Байесовский анализ выживаемости
Я хочу построить стандартный (rstan) код для анализа выживания с использованием распределения Вейбулла. Но мой стандартный код всегда не может работать. Если кто-нибудь знает, как справиться с моей проблемой, пожалуйста, научите меня.
Мои данные такие
Движение:(время, которое потребовалось для поведения oranisum). Лечение: экспериментальное лечение с двумя категориальными переменными "A", "B". R_Day: случайные эффекты, учитывающие специфические для дня эффекты.
И мой стандартный код, как показано ниже.
data {
int N; // all data
int D; // day
int <lower = 0, upper = 1> Treat[N];
int <lower = 0> Movment[N];
int <lower = 1, upper = D> Day[N];
}
parameters {
real <lower = 0> shape; // shape parameter
vector[2] beta;
real r_Day[D];
real <lower = 0> sigma_D;
}
transformed parameters{
vector[N] scale; // scale parameter
for(n in 1:N) scale[n] = beta[1] + beta[2]*Treat[n] + r_Day[Day[n]];
}
model {
for(n in 1:N) Movment[n] ~ weibull(shape, exp(-(scale[n]/shape))) ;
for (d in 1:D) r_Day[d] ~ normal(0, sigma_D);
}
Но этот код всегда получает ошибку "Вероятность логарифмирования оценивается как log(0), то есть отрицательная бесконечность. Stan не может начать выборку с этого начального значения. Отклонение начального значения:" и выборки прекращаются.

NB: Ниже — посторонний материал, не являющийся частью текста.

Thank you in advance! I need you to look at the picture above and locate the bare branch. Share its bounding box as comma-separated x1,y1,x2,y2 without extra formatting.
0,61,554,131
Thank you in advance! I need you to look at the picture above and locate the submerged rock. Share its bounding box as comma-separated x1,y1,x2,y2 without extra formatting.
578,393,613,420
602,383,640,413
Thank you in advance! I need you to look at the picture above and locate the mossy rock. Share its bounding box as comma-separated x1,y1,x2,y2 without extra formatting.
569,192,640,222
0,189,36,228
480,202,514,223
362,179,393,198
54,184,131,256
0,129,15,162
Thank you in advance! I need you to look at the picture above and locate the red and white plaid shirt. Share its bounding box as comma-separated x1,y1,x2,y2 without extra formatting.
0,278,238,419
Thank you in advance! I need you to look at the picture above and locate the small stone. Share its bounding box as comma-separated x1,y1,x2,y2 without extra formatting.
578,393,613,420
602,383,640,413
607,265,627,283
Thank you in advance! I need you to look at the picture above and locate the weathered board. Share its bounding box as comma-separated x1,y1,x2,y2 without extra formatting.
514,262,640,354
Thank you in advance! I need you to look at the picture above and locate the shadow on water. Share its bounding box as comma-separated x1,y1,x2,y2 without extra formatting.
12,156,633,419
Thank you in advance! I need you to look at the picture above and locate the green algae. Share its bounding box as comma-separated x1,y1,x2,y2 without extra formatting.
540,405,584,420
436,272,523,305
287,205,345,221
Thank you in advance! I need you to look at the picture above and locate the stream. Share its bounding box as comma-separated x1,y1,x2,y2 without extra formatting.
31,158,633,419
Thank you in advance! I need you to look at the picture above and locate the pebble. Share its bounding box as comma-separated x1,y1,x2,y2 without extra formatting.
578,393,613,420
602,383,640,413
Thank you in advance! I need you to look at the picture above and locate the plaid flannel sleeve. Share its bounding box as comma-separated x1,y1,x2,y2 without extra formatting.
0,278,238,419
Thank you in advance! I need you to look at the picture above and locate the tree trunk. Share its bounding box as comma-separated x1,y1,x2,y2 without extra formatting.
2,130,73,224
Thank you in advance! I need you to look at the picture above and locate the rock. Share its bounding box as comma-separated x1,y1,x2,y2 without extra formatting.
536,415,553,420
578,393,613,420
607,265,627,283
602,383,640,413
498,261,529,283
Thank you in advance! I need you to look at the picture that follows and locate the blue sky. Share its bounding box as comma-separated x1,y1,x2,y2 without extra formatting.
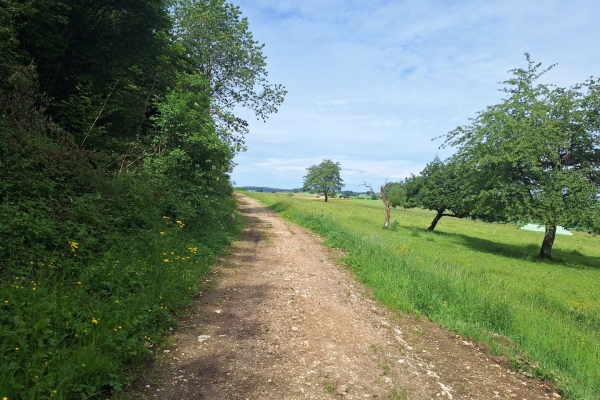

Пожалуйста, научите меня, как бороться с этими ошибками.
1 ответ
Вероятно, это связано с тем, что вы объявляете sigma_D
в блоке параметров, но не используйте его и не ставьте перед ним приоритет. Таким образом, распределение, которое вы определяете, является неправильным. Я полагаю, вы хотели масштабировать r_Day
от sigma_D
, но вы все равно должны поставить правильные приоры по всем параметрам.